Ingezonden brief van Likoed Nederland in het Nieuw Israelitisch Weekblad, 10 januari 1997.
In een commentaar in het NIW van 20 december wordt Netanjahoe even verantwoordelijk gehouden voor toekomstige moorden als Arafat. Er wordt gesteld dat beide partijen geen “leefbaar vergelijk” zoeken.

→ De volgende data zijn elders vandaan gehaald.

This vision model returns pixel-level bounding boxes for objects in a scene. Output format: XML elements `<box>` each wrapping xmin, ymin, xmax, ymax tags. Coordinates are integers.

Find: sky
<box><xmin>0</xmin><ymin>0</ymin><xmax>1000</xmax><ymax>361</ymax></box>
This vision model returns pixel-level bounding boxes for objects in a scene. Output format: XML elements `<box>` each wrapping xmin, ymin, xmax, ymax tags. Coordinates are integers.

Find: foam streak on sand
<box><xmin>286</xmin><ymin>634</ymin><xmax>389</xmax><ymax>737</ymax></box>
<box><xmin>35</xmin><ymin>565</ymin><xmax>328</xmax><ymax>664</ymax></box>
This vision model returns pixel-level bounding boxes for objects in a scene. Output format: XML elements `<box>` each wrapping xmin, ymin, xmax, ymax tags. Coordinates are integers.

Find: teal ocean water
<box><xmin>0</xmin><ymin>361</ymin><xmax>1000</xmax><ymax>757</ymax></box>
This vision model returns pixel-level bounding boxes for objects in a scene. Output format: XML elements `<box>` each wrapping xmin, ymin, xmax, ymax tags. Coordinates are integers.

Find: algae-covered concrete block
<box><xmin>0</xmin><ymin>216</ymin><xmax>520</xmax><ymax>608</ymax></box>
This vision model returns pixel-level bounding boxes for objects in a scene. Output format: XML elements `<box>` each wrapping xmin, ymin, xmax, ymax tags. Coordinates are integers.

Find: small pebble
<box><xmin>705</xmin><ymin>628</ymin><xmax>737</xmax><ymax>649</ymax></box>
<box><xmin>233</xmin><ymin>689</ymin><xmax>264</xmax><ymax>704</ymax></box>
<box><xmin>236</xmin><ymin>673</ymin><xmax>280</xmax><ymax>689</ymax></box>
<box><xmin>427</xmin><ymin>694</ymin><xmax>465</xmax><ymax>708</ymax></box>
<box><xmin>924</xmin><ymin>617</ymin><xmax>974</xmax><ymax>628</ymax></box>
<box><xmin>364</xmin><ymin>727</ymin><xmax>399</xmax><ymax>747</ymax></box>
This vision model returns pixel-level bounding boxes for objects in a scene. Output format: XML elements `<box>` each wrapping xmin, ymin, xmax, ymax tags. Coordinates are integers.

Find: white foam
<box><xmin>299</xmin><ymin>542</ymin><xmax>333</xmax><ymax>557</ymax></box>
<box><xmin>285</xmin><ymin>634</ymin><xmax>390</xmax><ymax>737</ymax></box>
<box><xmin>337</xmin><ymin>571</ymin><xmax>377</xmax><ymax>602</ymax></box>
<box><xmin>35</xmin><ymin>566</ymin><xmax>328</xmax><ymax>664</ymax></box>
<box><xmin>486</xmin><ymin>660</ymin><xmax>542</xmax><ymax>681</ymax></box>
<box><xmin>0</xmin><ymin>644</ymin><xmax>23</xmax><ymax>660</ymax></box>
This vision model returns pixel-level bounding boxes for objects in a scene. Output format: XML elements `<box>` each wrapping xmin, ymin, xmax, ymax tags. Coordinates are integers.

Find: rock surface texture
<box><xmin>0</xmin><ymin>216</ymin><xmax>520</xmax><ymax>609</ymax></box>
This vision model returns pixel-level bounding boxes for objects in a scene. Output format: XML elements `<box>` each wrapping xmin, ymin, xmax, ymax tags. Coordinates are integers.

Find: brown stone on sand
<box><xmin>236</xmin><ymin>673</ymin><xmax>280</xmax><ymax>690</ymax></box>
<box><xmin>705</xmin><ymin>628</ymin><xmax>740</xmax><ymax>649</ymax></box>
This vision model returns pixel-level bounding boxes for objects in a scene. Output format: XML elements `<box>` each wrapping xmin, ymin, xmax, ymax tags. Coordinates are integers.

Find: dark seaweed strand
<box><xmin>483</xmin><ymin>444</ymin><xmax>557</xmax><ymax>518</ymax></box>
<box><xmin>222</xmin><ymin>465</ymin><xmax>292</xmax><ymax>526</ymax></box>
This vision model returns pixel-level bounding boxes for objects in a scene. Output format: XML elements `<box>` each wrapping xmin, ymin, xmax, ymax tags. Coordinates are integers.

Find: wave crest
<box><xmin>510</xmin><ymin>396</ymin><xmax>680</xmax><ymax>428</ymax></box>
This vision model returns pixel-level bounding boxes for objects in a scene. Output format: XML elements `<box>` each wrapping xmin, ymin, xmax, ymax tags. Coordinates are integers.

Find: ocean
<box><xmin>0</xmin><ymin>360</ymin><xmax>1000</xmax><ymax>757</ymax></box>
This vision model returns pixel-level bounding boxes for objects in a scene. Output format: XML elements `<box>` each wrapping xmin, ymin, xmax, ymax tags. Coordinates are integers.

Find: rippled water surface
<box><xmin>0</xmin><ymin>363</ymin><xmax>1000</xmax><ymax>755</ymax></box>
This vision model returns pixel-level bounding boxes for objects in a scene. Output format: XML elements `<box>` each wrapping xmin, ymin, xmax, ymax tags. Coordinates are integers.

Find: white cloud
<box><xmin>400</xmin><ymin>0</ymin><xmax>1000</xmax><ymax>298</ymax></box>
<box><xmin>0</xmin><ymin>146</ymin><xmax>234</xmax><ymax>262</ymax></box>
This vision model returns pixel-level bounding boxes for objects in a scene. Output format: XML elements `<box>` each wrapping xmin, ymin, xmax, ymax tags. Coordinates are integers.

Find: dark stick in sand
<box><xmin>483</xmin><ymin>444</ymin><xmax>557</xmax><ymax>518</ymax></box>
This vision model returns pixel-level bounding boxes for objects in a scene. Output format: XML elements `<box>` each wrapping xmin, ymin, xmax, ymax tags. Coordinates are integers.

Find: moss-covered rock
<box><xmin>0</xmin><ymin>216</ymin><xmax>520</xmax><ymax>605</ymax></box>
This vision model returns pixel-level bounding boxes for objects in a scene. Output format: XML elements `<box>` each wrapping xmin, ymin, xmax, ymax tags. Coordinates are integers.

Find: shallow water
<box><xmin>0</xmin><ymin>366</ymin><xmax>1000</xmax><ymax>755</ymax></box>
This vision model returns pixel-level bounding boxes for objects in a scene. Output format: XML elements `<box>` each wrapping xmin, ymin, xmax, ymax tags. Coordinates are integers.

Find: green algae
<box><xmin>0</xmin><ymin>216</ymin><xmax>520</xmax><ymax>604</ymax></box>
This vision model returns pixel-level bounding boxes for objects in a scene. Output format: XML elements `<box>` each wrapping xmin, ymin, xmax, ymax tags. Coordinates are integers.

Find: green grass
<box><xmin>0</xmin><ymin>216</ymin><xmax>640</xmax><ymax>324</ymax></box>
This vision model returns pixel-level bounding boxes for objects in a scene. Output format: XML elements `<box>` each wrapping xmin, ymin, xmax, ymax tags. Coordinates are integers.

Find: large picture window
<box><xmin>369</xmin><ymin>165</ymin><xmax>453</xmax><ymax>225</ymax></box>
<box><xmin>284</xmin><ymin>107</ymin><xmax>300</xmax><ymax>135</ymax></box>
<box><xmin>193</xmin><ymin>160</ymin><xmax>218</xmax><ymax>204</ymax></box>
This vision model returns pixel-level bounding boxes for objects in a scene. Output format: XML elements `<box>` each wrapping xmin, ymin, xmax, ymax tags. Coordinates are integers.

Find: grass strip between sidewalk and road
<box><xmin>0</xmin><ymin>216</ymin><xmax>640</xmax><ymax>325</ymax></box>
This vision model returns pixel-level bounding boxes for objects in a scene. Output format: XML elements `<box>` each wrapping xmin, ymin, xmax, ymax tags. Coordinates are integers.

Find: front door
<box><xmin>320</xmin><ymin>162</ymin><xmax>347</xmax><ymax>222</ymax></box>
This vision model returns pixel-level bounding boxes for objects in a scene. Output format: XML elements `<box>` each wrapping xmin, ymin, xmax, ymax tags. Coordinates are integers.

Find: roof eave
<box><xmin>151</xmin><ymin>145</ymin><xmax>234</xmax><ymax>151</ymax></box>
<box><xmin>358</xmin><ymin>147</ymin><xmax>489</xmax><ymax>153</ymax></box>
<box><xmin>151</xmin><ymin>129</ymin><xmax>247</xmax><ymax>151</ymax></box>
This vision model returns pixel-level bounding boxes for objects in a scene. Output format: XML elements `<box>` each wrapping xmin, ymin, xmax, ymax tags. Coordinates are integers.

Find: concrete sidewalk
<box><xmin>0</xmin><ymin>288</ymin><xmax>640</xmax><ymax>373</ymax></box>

Moordenaars zijn verantwoordelijk voor moord. Je kan iemand medeplichtigheid aan geweld en moord verwijten als gevolg van:
- het niet ontbinden van gewapende organisaties zoals de PFLP (in strijd met Oslo artikel 14), waarvan leden Ita en Ephraim Tsur vermoordden op 12 december j.l., dezelfde dag dat deze organisatie haar 29-jarig bestaan publiekelijk vierde in Bethlehem,
- het niet ontwapenen van organisaties als de PFLP en Hamas (in strijd met Oslo annex 1),
- het niet uitleveren van deze en 25 eerdere terroristen (in strijd met Oslo annex 4), maar deze door een Arabische rechtbank laten veroordelen, om hen na twee enkele maanden weer vrij te laten,
- tien van deze terroristen zijn daarna zelfs opgenomen in de Palestijnse politie. Dit was mogelijk omdat de lijsten met toekomstige politiemensen niet ter goedkeuring aan Israël worden voorgelegd (in strijd met Oslo annex 1),
- het aanhoudende gewelddadige en ophitsende taalgebruik van Arafat (in strijd met Oslo artikel 22),
- het niet wijzigen van het Palestijnse Handvest (in strijd met Oslo artikel 32), dat daardoor nog steeds oproept tot de vernietiging van de staat Israël en het verdrijven van de joden.
Deze flagrante schendingen van ‘Oslo’ zijn de reden dat er sinds Oslo gemiddeld per jaar bijna drie maal zo veel Israelis vermoord zijn als in de jaren ervoor.